NAACP Suing Pennsylvania, Claiming Method Of Counting Prisoners Dilutes African-American Political Clout
PITTSBURGH (KDKA) -- Right now, the 46,000 people in state prisons are residents of the communities in which those prisons are located, instead of their home towns.
It's called prison-based gerrymandering, and critics say it's illegal.
"Prison-based gerrymandering is what happens when states decide to allocate individuals on the basis of where they happen to be at the time, not on the basis of their hometown," says University of Pittsburgh political science Prof. Chris Bonneau.
Bonneau said this disproportionately affects African Americans.
"African Americans are only 11 percent of the population, but they are 46 percent of the incarcerated population," Bonneau said.
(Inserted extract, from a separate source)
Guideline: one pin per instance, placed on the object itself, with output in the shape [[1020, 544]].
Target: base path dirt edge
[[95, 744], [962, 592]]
The NAACP argues that by counting black prisoners as residents of all-white rural areas, instead of their home communities, you essentially dilute the political clout of African Americans and violate the state Constitution.
And that hurts urban areas like Pittsburgh, which need more people to increase eligibility for government dollars and more.
"If there are fewer residents, that means when you are drawing legislative districts, these people are going to be undercounted even though this is where these people live," said Bonneau.
The 70-page complaint filed in Commonwealth Court alleges that the current system arbitrarily inflates the political power of white voters in rural areas at the expense of minority voters in Pittsburgh and Philadelphia.
While the NAACP is asking the state courts to intervene in Pennsylvania, at least five states have outlawed prison-based gerrymandering: California, Delaware, Maryland, New York, and Washington.
This is not about voting since every state except Maine & Vermont forbids felons in prison serving their time from voting while in prison, said Bonneau.
It's about where to count individuals who are entitled to be counted.